LOUISVILLE, Ky. -- Alyssa Thomas will get one more chance to reach the Final Four. She earned it. Behind 13 rebounds and a career-high 33 points from its All-American national player of the year candidate and strong performances from the bench it didn't have a season ago, No. 4 seed Maryland defeated No. 1 seed Tennessee 73-62 in Louisville.
With the win, Maryland joins Georgia (2013), Louisville (2013), Baylor (2010), Kentucky (2010), Rutgers (2007) and LSU (2004) as teams to defeat a No. 1 seed in the Sweet 16 in the past decade.
KEY STAT: It wasn't so much the sheer volume of Tennessee's 22 turnovers as how costly those miscues proved. Maryland scored 19 points off its opponent's giveaways. And in the first half, when Maryland built its comfortable double-digit lead, it scored 14 points off 14 Tennessee turnovers. The Terrapins weren't flawless with the ball themselves, but they generally weren't made to pay for the miscues. A day earlier, Louisville coach Jeff Walz talked about the difference between dead-ball turnovers and those that give teams scoring opportunities in the run of play. The latter are the ones that team's cannot abide. Tennessee showed why, to its own misfortune.
TURNING POINT: Does the injury to Ariel Massengale a few weeks ago count? Tennessee could have used its veteran point guard to slow the flow of turnovers. But within the confines of the game itself, it was Maryland's 13-2 run early in the first half that boosted its lead from 9-7 to 22-9 with 12 minutes to play in the half. Thomas supplied the final two points in the run, but the rest of it came with Maryland's star getting an early breather on the bench. Tennessee spent the rest of the game trying to dig out of that hole. By the time the Lady Vols cut the deficit to single digits with less than eight minutes remaining and eventually got as close as eight points, it was too late.
KEY PLAYER: You expect someone other than Thomas? She set the tone with two putbacks in the opening minutes, hit a 3-pointer, got to the free throw line and attacked the boards. She didn't commit a turnover until fewer than 10 minutes remained in the game. She was every bit as good as advertised throughout the game, but she might have been even better than that during the closing minutes. As Tennessee tried to make one final run and Maryland player after Maryland player went to the bench in foul trouble, including primary ball handler Lexie Brown, Thomas reprised the role she played a season ago and simply did everything, starting, finishing and doing most of the stuff in the middle on Maryland half-court sets. The Lady Vols had no answer for her 18 second-half points.

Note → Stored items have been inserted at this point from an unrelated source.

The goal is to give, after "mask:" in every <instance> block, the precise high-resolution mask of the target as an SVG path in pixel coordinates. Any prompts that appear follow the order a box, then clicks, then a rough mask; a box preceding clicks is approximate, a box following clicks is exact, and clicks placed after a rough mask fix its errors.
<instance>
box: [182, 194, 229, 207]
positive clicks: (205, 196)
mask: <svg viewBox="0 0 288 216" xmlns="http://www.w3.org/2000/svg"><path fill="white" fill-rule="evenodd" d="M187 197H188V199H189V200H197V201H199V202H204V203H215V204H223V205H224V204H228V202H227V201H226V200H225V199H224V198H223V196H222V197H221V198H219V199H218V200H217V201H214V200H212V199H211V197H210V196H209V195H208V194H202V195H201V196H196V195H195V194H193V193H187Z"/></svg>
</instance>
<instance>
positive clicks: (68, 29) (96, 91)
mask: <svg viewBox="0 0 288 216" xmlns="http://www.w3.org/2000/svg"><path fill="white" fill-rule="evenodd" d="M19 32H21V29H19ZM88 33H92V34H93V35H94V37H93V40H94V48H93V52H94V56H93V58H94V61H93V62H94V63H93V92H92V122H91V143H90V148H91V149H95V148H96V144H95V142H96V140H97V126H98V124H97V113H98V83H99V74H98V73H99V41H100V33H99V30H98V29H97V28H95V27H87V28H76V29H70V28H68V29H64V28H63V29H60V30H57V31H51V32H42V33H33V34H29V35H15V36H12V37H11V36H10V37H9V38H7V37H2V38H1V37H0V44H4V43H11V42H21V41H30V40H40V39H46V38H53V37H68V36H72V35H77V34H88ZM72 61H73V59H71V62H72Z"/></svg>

HOW IT WAS WON: As much as Tennessee turned over the ball, someone had to score the points for Maryland. Thomas did her part, certainly, but as mentioned, Maryland staked its early claim with her on the bench. Reserves Lauren Mincy and Shatori Walker-Kimbrough were instrumental in that surge and played quality minutes all day. Mincy was there at the end, too, hitting a late 3-pointer that helped settle things. Plagued by injuries a season ago, including the one that sidelined Mincy for the campaign, the Terrapins didn't have that kind of depth to support a sublime performance from Thomas. Sunday they did.
WHAT'S NEXT: Maryland advances to face the winner of the afternoon's second game at the KFC Yum! Center between No. 2 seed Louisville and No. 7 seed LSU. Maryland last reached the Final Four in 2006, when it won its only national championship. Should Louisville advance, Maryland will be among a group of the teams trying to win a regional final on an opponent's home court for the first time since 1996.

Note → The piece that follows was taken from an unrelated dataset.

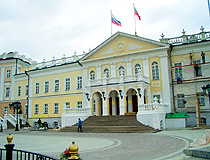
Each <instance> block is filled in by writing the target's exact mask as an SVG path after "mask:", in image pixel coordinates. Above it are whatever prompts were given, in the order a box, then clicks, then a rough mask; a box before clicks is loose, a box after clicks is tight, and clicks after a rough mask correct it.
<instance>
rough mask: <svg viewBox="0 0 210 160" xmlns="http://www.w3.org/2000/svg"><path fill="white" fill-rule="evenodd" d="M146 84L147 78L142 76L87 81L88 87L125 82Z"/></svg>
mask: <svg viewBox="0 0 210 160" xmlns="http://www.w3.org/2000/svg"><path fill="white" fill-rule="evenodd" d="M136 81H137V82H141V81H143V82H146V83H149V78H148V77H146V76H143V75H142V74H136V75H129V76H119V77H111V78H103V79H96V80H88V86H97V85H107V84H115V83H125V82H136Z"/></svg>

Maryland has not played Louisville, or former Terrapins assistant coach Jeff Walz, since the second round of the 2012 NCAA tournament. Maryland's Mincy led all scorers with 24 points in a win that day, while Alyssa Thomas struggled with foul trouble. The teams also met in a regional final in 2009, when Louisville's 77-60 win sent it to its first Final Four and ended the careers of the senior class that led the Terrapins to the national title as freshmen in 2006.